Fix $m\in \{0,1\}^k$ and fix $E(m)$ also. For E is randomly chosen, $E(m')$ is still random when $m'\neq m $. Let $y$ be the value that the receiver acquires. In order for $D(y)\neq m$ at least one of the following two events must occur:
\begin{itemize}
\item There exists some $m'\neq m$ such that $E(m')\in B(y,r)$.
\item $y\notin B(E(m),r)$
\end{itemize}
If neither of above events happen, then m is the unique message such that E(m) is within a distance of r from $y$ and so $D(y)=m$.
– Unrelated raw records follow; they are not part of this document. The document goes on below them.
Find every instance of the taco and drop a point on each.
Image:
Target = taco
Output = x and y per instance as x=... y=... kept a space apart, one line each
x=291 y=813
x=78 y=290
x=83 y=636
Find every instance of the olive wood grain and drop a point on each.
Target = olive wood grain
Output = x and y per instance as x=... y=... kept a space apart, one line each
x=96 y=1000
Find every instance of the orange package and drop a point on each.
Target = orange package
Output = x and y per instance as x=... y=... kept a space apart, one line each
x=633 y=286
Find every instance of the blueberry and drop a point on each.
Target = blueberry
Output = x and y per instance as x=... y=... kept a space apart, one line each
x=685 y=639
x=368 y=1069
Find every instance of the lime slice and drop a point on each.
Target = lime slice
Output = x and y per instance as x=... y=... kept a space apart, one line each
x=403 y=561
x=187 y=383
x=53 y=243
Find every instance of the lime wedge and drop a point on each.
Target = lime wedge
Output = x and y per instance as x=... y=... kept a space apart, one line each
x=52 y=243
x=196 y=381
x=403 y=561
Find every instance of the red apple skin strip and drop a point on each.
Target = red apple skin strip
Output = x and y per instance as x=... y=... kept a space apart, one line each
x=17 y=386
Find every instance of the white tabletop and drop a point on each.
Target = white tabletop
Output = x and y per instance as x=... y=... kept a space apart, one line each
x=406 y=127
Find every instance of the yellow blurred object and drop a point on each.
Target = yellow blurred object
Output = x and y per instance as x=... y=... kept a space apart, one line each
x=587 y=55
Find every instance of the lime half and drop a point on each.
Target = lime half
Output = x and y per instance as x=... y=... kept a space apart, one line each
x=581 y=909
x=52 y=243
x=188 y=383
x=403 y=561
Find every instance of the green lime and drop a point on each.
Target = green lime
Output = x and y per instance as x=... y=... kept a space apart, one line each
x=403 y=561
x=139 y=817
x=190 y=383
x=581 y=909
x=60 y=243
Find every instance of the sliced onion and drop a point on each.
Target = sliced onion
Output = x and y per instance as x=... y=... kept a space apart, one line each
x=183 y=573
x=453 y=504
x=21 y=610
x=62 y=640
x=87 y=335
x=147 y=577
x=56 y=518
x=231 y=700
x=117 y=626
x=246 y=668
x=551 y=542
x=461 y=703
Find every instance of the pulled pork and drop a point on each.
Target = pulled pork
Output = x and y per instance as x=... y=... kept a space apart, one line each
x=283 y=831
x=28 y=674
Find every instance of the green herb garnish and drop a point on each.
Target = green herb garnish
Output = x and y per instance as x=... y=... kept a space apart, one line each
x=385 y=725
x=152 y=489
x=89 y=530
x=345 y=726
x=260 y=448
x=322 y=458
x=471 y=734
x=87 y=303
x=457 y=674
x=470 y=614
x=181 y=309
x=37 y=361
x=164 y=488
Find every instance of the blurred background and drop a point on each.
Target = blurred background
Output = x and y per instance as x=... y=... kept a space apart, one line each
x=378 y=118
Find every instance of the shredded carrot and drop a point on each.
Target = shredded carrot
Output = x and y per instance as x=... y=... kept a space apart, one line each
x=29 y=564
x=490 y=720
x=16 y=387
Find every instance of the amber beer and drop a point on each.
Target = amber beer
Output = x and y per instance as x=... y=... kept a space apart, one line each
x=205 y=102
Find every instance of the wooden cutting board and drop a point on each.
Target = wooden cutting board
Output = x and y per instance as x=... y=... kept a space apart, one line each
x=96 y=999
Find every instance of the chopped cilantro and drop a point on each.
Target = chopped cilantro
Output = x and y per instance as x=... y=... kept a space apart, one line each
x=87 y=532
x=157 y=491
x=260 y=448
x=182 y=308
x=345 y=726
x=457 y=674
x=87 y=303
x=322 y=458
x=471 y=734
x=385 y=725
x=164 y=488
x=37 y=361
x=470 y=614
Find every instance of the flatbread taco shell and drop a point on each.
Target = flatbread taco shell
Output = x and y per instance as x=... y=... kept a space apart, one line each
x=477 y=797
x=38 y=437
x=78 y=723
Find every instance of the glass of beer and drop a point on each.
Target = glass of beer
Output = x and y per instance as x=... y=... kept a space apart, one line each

We prove that the events above happen with low probability. For the first event to happen, the error $\eta = y-E(m)$ has more than $n(p+\epsilon)$ of 1 bits. By Chernoff bounds we will have
$$Pr[y\notin B(E(m),r)]\leq 2^{-(\epsilon^2 /2 )n}.$$
For the second event happen to happen, fix y and an $m'\neq m$ and consider the event that $E(m')\in B(y,r)$. For $E(m')$ is random, the probability of this event is exactly $Vol(B(y,r)) / 2^n$. Using
$$Vol(B(y,p'n)) \approx 2^{H(p')n},$$
we have
$$Pr[E(m')\in B(y,r)]\approx 2^{H(p')n-n}.$$
Using union bound, we get
$Pr[\exists m'\in \{ 0,1\}^k ~s.t.~E(m')\in B(y,r)]\leq 2^{k+H(p')n-n}$
For $R=k/n<1-H(p')$, $2^{k+H(p')n-n}=exp(-n)$. Therefore the probability that second event happens is also bounded by $exp(-n)$.
Hence the probability of at least one of above two events happens is bounded by $exp(-n)$ where m and E(m) is fixed. Therefore for the random E and associated D, the probability is still bounded. Using probabilistic method, we see that there exists a encoding E and associated decoding D such that the probability that any of two events happen is still bounded by $exp(-n)$.
\end{proof}
Here we give the brief sratch of the proof for second part of theorem.
Decoding function partitions universe to $2^k$ regions. By Chernoff bounds, Pr[number of 1 bits in error $<$pn] is low. Hence when E(m) was transmited from source, the corrupted value y that arrives at receiver will have spread-out distribution around E(m). It means the region that covers most of possible y value has much larger size than one of the $2^k$ region that contains E(m). It will make the decoding inaccurate.
\end{document}